Nitekim Sırrı Süreyya Önder, toplantıyı bitirirken, Öcalan’ın – hukuki tanıma- istediğini söyleyerek pazarlıkların hangi çerçevede sürdüğünü veya süreceğini itiraf etti. Daha önemlisi Öcalan’ın çağrısından hemen sonra bay Binali Yıldırım’ın X’te yaptığı paylaşımdı: Yıldırım;” yeni Anayasada vatandaşlık tanımı yeniden düzenlenebilir, Türklerden başkasına yaşam hakkı yok diyorlar, böyle bir şey yok” diyor. Bu paylaşım, Öcalan’la yapılan anlaşmanın bizi nereye götüreceğini göstermiyor mu? Açıkça silah bırakmaya karşılık örtülü olarak iki milletli yeni bir anayasa ve devlet öneriliyor.
Bu noktada iktidar ile İmralı arasında bir uzlaşma olduğu anlaşılıyor. Çağrıdan bizim anladıklarımız gerçekleşirse, bunun adı, Türk devleti ve vatandaşlığından,
Türkiye devleti ve vatandaşlığına geçiştir. Açıklamadan sonra Halk Tv’ye konuşan hukukçu Vahap Coşkun,” vatandaşlık tanımı değiştirilmeli, ana dilde eğitim olmalı, yerel yönetimler güçlendirilmeli derken endişelerimizde haksız olmadığımızı gösteriyordu.
Yapılan çağrı, bu saydığımız mahzurlardan arındırılır, devleti ayrılıkçı taleplere göre dönüştürme noktasına gitmezse silah bırakma tarihi bir anlam ifade edebilir. O zaman kimse de bu sürecin içinde olanları muaheze etmez.
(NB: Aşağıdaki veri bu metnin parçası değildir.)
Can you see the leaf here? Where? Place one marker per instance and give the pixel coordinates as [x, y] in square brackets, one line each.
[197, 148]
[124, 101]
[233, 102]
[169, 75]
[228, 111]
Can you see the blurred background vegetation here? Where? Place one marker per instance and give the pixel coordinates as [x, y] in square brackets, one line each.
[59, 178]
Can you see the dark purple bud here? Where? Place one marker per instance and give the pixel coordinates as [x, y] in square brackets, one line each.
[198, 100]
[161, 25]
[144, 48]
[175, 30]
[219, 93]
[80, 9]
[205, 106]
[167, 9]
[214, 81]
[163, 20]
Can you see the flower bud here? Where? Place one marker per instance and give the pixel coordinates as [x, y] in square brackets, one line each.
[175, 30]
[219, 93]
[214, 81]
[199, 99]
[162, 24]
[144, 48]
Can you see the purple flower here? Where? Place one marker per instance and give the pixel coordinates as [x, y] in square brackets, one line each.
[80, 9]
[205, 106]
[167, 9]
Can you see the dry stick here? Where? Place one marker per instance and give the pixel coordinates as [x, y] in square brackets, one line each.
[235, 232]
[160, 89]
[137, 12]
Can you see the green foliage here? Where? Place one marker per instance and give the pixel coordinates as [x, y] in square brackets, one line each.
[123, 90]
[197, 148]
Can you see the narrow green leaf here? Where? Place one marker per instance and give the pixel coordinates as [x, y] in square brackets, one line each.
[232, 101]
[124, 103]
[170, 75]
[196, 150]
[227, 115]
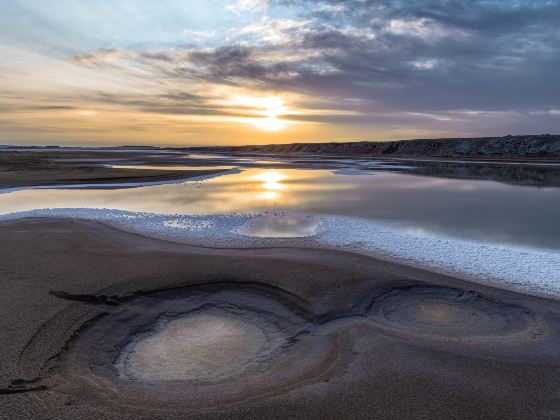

Ama PKK silah bıraktım der YPG ile devam ederse bu silahı bir cepten alıp öteki cebe koymak olur. YPG Lideri Mazlum Abdi “ bu çağrı bizi kapsamıyor” diyerek daha işin başında tavrını koydu. Başka bir açıklama da ise ”siyaset yapmamıza izin verilirse biz de silah bırakırız” deniliyor. Hangisinin YPG’nin gerçek tutumunu yansıttığını önümüzdeki günlerde göreceğiz. Ancak belli ki, Öcalan’la yapılan anlaşmanın bir Suriye boyutu da var.
Bu çağrıdan sonra sürecin nasıl işleyeceği daha tam olarak belli değil. Silahların teslimi, tutukluların durumu, örgüt liderlerinin akibeti gibi konular süreç ilerledikçe netleşecek.
IRA, silah bırakırken önce direnç göstermiş, Blair, “Bir sürecin hem içinde hem dışında olamazsınız. Aksi takdirde gereğini yaparız” diyince silahlarını aracı kurumlara teslim etmek zorunda kalmıştı. Örgüt de tasfiye olacaksa Erdoğan’ın dediği gibi, silahlarını gömmemeli, teslim etmelidir. Gömülen silah her zaman gömüldüğü yerden çıkarılarak millete doğrultulabilir. Kaldı ki bu tip anlaşmalarda gömmek yok teslim etmek vardır. Kolombiya FARC anlaşmasında da böyle olmuştur.
Şimdilik net bir şey söylemek için çok erken. Zaman tereddütlerimizi ya doğrulayacak ya yalanlayacaktır. Barış elbette savaştan iyidir, kötü barış ise savaşla alınamayanın barış yoluyla verilmesidir ki savaştan daha kötüdür.
Anayasal bir belgede varlığı kabul edilen her topluluğun dışsal self- determinasyon hakkı vardır. Hiç bir şey öyle kağıt üzerinde durduğu gibi durmuyor. Evet terör bitmeli, örgüt kendini feshetmeli ama bunun karşılığı egemenliğin paylaşılması , devletin PKK’nın taleplerine göre şekillendirilmesi olmamalıdır.